Resources for postgraduates in Edinburgh are second to none.
In addition to being able to consult the two million printed volumes in the University’s Main Library and having access to the unparalleled electronic and internet resources provided by the Library’s online facilities, all postgraduate students are free to make use of the extensive holdings available for consultation in the library’s Centre for Research Collections.
Among the literary treasures housed here are the libraries of William Drummond, Lewis Grassic Gibbon, Hugh MacDiarmid and Norman MacCaig, plus the W.H. Auden collection, the Corson Collection of works by and about Sir Walter Scott and the Ramage collection of poetry pamphlets.
The Scottish enlightenment can be studied through the libraries of Adam Smith and Dugald Stewart. The CRC also holds a truly exceptional collection of early Shakespeare quartos and other early modern printed plays put together by the 19th century Shakespearean James Halliwell-Phillipps. Its manuscript and archival collections are also world-class, including the correspondence of Thomas and Jane Welsh Carlyle, and the extensive Laing collection of medieval and early modern manuscripts, as well as letters and papers by - and relating to - authors including Christopher Isherwood, Rudyard Kipling, John Middleton Murry, Walter de la Mare, Edwin Muir, George Mackay Brown and Compton Mackenzie.

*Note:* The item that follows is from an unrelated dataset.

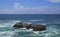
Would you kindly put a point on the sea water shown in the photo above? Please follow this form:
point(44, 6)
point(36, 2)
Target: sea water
point(52, 21)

Postgraduate students of the University also have reading rights at the National Library of Scotland (NLS), one of five UK copyright libraries, which has, among its world-class collection of rare books and manuscripts, important literary archives such as the Bute Collection of early modern English drama and the recently acquired John Murray Archive.
NLS also has unique holdings in the areas of Scottish writing, book trade history and transatlantic studies. The Scottish Poetry Library, also housed in the city, contains archival and printed collections especially relevant to the writing, publication and reading of modern and contemporary poetry in Scotland.
Students also benefit from easy access to the collections and facilities at the National Archives of Scotland, the National Museums of Scotland, the National Galleries of Scotland (including the Gallery of Modern Art and the Dean Gallery), the Edinburgh Writers’ Museum and the Scottish Storytelling Centre.
Graduate students are encouraged to participate in the many creative and varied activities of the Graduate School. As well as being invited to attend the range of conferences organised each year, there are a weekly seminar series including the student-run ‘Work in Progress Seminars’ and the ‘Edinburgh Literature Seminar’ for staff and postgraduates, which hosts distinguished visiting speakers.
Besides these, there are several regular seminars attached to research groups in Transatlantic Studies, The History of the Book, Medieval Studies, Early Modern Studies and Creative Writing. There is also a range of staff- and student-led reading groups that cover many aspects of literary studies.
The School publishes a graduate online journal, FORUM, which is edited and run by postgraduates of the School of Literatures, Languages and Cultures, and organises its own annual conference for graduate students.
The prestigious James Tait Black Prizes (the oldest and most distinguished literary awards in the UK) are administered and judged within the English Literature Department, with the participation of its graduate students.
Beyond the University, in libraries, theatres, bars, cafes, the city of Edinburgh hosts around 90 literary events each month - readings, discussion groups, poetry slams, exhibitions and festivals.
In August, one of the world’s greatest book festivals takes place in the city. There are literary societies, literary tours and walking trails, literary gardens, and literary pubs.
From the moment they arrive in Edinburgh, postgraduate students in the Department of English Literature will have the opportunity to take part in a lively, creative research culture, one that spans across the School, University and City of Edinburgh - the first recipient of the UNESCO designation ‘World City of Literature’.